The other thing to consider is that a 4G connection will very often be faster and more reliable than public Wi-Fi. If your free service becomes intolerable, then turn Wi-Fi off on your phone and use mobile data instead. Just keep an eye on your data usage while you do so.
5. You’re Using a Slow VPN
But did you know that your choice of VPN can have a significant effect on your internet speed?
Free VPN apps are notorious for offering terrible performance, along with a host of other questionable downsides. If you’re already using a VPN and are getting slow internet speeds, try disabling it temporarily to see if that improves things.
6. Poor 4G Coverage
What about slow internet when using mobile data rather than Wi-Fi? Most of us switch to Wi-Fi whenever we can. It’s cheaper and less heavy on a phone’s battery.
There are so many things that can affect your phone signal. You’ll see it often in crowded places, like at a sporting event or concert, where tens of thousands of people are trying to connect to the same cell tower at the same time.
And there are other things, too. Your distance from the nearest tower. Whether you’re indoors or outdoors. Even the weather can have an effect. Some of these things can cause you to fall back to a slower 3G connection, and some might leave you with no internet connection at all.
In addition, some smaller carriers, like some of the virtual mobile networks in the UK, might have much more limited bandwidth. You might never get up to top speed on those.
Speak to your carrier if you have ongoing problems. If there’s no solution, it may be time to change.
7. Your Phone Is Slow
The resource requirements of apps and websites creep up all the time. So even when your actual internet speed is good, you might still perceive it to be slow. The phone’s hardware might be taking its time rendering a web page, for example, or be struggling to handle the graphics in an online game.
You can see this on older phones especially, since they all tend to slow down over time. Lower-end Android phones, with slower processors and less RAM, might also be affected.
And even if you’ve got an up to date, high-end device your choice of apps can still have an impact. Too many apps downloading and syncing in the background can hog too much of your available bandwidth.
Older or poorly written apps can just slow your phone down generally.

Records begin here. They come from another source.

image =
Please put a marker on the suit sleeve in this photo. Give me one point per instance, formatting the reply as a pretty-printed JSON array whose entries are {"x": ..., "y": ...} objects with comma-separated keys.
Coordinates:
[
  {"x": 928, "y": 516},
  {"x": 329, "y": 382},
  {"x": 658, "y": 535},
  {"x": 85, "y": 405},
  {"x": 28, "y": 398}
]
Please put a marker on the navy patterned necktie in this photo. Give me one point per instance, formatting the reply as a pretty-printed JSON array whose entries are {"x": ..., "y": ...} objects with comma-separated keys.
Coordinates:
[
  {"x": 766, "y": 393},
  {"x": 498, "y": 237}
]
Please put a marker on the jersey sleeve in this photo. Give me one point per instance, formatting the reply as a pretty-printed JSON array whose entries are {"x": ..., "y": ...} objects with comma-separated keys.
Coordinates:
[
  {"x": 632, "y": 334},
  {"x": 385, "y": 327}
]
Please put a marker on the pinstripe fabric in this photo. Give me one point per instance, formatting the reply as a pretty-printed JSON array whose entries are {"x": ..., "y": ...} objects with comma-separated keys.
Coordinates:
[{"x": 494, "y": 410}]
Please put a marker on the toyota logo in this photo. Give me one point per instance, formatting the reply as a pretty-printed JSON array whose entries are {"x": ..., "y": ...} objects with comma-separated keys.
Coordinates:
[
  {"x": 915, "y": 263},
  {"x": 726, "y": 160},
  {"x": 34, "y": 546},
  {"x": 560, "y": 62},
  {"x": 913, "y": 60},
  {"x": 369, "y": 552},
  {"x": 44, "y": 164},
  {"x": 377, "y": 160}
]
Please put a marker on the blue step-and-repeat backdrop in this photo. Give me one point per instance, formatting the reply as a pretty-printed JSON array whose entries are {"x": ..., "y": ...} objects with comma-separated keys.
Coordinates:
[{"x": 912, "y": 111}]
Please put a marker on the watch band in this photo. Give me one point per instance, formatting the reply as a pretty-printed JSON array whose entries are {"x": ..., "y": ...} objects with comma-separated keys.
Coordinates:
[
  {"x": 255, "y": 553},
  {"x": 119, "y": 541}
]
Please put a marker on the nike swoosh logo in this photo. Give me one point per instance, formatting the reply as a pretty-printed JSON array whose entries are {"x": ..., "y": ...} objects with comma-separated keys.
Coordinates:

Make sure to keep your apps up to date, uninstall those that you don’t use, and keep an eye on which are allowed to run in the background.
Yes, those ads that pop up in your websites or apps actually use up a lot of resources, much to many developers’ dismay. Not just processing power, but they chew through a bunch of your mobile data each month too.

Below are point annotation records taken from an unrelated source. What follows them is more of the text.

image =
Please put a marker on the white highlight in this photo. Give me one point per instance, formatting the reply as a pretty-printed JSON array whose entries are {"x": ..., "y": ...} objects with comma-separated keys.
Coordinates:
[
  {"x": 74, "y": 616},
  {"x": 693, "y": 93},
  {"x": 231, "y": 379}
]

Installing an ad blocking web browser can help make it slightly faster. This will become your default web browser and it will keep your webpages ad-free.
9) Unused apps and widgets.
Apps and widgets on your smartphone can use up a tonne of data while they run in the background. An example is Facebook.
This in turn will slow down your internet speed. So it’s best to remove any widgets from your home screens that you don’t use. These are usually the biggest offenders and are easy to ditch.
Just tap and hold on the widget to drag it up to the ‘remove icon’ at the top of the screen. This will not delete the app from your phone but merely remove the widget from the home screen and make it inactive.
10. Too much in your cache.
Apps and services slowly build up caches that over time can eat up precious system resources. It’s easy for us to build up megabytes of cached data in multiple apps.
So an easy way to combat this is by going through and cleaning them out individually or downloading a cache cleaner app to properly get rid of all the useless data. This should at least make your apps run smoother upon booting.
Speed It Up
Internet performance can be unpredictable at the best of times. By getting to grips with some of the main causes of problems you’ll be well equipped to make sure your phone is always running at full speed.